Turning to the present case, the Court accepts that the mortgagees were on notice of the deed and the restrictive covenant contained therein by virtue of 21 P.S. §§ 356 & 357. That alone, however, is not sufficient for the Trust to prevail. If the Trust is to rely upon the covenant to establish priority, it needs to show that notice of the covenant was equivalent to notice of the judgment. This latter showing the Trust has failed to achieve. It was in *871 no way preordained that the mere existence of the covenant would inexorably lead to entry of a money judgment to compensate the beneficiary of the covenant for its enforcement. Indeed, when the mortgages were created the CCP had just issued an order denying enforcement of the covenant. From the perspective of the parties at the time, a reversal of that order on appeal may likely have seemed remote. But even if the mortgagees knowingly lent money to the Debtors to build a residence in the face of an adverse court ruling, the recordation of the mortgages would still have predated entry of the later money judgment. The mortgagees could arguably be charged with knowledge of a heightened potential for further legal action, but not necessarily more. Certainly, the mortgagees are not automatically charged with knowledge of a specific money judgment that had not yet come into existence.

The case of Leh v. Burke, 231 Pa.Super. 98, 331 A.2d 755 (1974), relied upon by the Trust, is easily distinguishable. That case was about the effect of a covenant that actually required the land owner to compensate a developer for the cost of constructing a road abutting his property. Under the circumstances present in Leh, a liability arose against the landowner under the express terms of the covenant itself, thereby placing the landowner directly on notice of his financial responsibility. No such language is present in the covenant at issue here and the Trust's invitation for the Court to imply such language and/or intent finds no support in Pennsylvania jurisprudence. Indeed, one can easily imagine the "Pandora's Box" which might be opened were Courts to go down that road.
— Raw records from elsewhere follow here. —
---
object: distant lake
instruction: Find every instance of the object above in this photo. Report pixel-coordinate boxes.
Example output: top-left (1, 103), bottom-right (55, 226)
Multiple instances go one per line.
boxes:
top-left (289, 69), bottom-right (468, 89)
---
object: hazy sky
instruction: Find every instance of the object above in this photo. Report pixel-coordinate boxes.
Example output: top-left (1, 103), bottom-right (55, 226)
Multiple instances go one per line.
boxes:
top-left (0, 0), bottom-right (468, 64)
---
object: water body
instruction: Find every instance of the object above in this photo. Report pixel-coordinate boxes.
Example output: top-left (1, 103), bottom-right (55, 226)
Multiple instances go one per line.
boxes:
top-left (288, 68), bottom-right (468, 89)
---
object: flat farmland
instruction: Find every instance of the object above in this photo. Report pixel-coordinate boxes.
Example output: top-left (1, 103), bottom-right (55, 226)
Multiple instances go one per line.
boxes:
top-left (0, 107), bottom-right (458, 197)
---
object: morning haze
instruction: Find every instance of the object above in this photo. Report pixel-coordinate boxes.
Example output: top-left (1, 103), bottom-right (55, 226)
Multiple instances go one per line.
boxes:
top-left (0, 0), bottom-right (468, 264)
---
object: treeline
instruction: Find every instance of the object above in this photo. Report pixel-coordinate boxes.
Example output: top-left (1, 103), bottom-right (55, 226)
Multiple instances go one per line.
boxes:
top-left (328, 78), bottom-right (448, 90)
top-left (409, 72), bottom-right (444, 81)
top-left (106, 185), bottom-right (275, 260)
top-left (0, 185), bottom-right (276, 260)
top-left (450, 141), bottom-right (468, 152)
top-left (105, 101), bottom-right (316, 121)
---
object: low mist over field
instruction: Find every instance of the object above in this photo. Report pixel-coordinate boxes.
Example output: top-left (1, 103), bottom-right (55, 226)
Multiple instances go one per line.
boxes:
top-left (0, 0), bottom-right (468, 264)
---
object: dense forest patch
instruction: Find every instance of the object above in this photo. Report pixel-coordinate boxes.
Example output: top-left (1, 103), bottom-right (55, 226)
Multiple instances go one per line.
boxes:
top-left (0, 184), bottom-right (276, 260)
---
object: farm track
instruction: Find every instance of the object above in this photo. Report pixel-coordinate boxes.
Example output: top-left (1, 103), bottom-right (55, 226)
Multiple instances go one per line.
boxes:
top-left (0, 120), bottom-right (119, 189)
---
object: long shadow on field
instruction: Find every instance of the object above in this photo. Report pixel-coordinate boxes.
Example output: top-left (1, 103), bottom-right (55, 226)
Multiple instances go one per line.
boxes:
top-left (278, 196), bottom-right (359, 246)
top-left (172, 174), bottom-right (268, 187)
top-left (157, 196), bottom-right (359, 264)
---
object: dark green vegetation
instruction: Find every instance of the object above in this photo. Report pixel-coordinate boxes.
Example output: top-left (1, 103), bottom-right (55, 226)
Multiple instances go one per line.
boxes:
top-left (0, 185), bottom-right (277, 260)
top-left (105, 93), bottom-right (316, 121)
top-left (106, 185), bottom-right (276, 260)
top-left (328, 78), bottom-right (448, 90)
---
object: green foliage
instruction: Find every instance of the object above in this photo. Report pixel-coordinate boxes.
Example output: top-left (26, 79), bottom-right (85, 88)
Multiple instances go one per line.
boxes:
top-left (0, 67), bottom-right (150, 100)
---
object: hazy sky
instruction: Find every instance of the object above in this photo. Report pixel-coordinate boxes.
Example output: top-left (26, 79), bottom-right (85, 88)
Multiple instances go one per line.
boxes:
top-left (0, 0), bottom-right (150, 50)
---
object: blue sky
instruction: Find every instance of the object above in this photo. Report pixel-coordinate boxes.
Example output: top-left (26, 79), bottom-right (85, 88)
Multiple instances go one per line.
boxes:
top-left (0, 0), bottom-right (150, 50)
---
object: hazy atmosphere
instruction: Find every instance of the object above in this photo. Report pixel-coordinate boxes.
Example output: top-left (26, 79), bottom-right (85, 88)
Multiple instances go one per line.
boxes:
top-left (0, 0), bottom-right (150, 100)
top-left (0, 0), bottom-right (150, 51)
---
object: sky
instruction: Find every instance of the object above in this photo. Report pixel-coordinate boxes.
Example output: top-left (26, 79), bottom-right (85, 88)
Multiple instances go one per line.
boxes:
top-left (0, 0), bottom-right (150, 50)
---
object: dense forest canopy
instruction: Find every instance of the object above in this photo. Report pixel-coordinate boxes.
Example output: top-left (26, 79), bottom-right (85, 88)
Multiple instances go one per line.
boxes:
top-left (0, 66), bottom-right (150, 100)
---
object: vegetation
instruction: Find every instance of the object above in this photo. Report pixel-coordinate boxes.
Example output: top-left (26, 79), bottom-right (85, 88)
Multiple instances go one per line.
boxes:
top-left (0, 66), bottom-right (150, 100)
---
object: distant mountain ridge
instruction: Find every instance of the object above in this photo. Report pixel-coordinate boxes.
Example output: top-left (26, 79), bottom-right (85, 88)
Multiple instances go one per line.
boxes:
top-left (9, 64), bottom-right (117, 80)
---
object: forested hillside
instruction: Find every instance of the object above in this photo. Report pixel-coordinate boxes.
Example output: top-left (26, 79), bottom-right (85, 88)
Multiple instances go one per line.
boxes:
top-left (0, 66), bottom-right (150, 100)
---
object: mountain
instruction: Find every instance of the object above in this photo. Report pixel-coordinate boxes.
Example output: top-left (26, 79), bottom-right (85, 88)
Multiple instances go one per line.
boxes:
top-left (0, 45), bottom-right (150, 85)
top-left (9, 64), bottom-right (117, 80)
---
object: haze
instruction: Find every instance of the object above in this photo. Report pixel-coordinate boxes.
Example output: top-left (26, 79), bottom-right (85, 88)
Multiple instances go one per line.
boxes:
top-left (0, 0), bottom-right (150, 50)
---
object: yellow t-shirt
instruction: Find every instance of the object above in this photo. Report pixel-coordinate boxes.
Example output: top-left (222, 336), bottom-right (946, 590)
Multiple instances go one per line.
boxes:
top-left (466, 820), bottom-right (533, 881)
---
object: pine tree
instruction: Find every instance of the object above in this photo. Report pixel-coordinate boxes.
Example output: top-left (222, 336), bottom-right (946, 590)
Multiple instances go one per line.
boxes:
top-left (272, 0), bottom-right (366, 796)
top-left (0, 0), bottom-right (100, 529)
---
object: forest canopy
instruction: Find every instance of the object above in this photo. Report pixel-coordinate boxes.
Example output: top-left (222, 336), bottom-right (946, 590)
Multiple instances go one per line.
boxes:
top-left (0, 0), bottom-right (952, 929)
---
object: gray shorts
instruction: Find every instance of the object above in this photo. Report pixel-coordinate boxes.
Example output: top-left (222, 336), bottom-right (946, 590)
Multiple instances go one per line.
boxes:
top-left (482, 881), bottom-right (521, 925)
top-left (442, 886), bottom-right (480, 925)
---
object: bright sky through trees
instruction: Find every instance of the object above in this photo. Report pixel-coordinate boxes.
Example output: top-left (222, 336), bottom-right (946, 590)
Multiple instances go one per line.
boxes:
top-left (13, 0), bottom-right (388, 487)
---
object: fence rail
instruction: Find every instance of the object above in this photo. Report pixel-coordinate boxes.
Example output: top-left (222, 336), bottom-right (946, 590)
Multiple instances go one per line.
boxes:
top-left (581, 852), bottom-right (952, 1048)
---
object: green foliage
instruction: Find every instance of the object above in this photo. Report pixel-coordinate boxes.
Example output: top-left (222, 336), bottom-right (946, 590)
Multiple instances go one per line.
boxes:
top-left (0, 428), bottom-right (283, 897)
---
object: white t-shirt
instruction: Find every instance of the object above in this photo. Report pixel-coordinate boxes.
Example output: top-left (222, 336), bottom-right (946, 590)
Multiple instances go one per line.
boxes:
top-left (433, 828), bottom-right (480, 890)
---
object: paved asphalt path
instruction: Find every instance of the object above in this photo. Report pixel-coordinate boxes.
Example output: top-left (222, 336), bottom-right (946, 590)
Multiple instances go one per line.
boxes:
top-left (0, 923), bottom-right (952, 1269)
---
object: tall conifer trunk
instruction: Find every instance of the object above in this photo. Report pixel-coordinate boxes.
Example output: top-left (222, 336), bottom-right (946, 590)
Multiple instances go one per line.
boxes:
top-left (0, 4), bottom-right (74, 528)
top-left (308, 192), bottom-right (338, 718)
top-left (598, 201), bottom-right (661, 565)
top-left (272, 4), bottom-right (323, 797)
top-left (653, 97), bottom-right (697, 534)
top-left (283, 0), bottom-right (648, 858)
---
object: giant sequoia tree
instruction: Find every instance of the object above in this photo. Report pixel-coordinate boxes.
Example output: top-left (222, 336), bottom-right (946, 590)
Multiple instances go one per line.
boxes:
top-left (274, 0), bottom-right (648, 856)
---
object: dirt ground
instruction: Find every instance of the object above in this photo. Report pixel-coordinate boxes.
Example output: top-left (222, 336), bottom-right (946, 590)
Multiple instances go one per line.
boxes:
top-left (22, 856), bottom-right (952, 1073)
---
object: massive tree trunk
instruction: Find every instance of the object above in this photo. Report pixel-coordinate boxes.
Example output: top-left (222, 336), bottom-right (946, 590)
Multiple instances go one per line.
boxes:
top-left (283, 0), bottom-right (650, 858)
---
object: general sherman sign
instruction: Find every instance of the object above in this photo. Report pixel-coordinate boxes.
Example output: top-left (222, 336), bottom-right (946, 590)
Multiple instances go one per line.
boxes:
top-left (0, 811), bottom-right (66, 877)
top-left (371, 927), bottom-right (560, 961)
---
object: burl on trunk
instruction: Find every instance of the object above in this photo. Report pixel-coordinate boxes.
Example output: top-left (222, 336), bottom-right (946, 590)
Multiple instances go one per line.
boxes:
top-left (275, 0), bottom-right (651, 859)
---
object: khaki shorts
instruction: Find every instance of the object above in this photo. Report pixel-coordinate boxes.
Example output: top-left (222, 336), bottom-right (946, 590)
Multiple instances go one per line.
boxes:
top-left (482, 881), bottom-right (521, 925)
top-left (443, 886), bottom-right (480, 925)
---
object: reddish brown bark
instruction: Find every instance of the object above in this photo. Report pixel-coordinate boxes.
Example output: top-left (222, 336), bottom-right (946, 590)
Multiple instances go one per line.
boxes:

The Trust's discussion of the Stendardo case, Stendardo v. Federal National Mortgage Association (In re Stendardo), 991 F.2d 1089 (3rd Cir.1993), and the merger doctrine is extraneous. No issue concerning merger is implicated in this case because the liability at issue is memorialized by a judgment. The Trust's argument based on "equitable subrogation" is equally inapposite. According to the court in Tudor Development Group, Inc. v. United States Fidelity and Guaranty Co., 968 F.2d 357, 361 (3rd Cir.1992), equitable subrogation is a means of establishing liability in circumstances where one party satisfies a financial obligation owed by another. In the present case, the Debtor's liability to compensate the Trust has not been shifted or evaded by the Debtor, although collectibility has certainly been placed in issue by reason of this Bankruptcy case. The Debtor's liability is evidenced by the judgment, and the dispute has now advanced to a determination of the judgment's priority. These circumstances do not call into play the doctrine of equitable subrogation. Perhaps the Trust actually meant to argue that the mortgages are susceptible to equitable subordination under section 510 of the Bankruptcy Code, which is a means for reordering lien priorities. Being, however, that equitable subordination has been neither raised in the pleadings nor argued, the Court will volunteer no analysis based on that theory.

CONCLUSION

The Court finds no merit to the contention of the Trust that the judicial lien it acquired in 1998 should be accorded priority superior to the mortgages recorded in 1990 and 1992. Summary judgment on the issue of lien priority is thus granted in favor of the Debtors and against the Trust. Another hearing will be scheduled to determine any outstanding issues, such as the value of the property and the avoidance of liens on personal property.

NOTES

[1] The deed also lists Augustine L. Natale and Kathleen P. Natale grantees.

[2] The protection afforded under the statute is the same for mortgagees and judgment creditors as it is for purchasers. Malamed v. Sedelsky, 367 Pa. 353, 356, 80 A.2d 853, 855 (1951).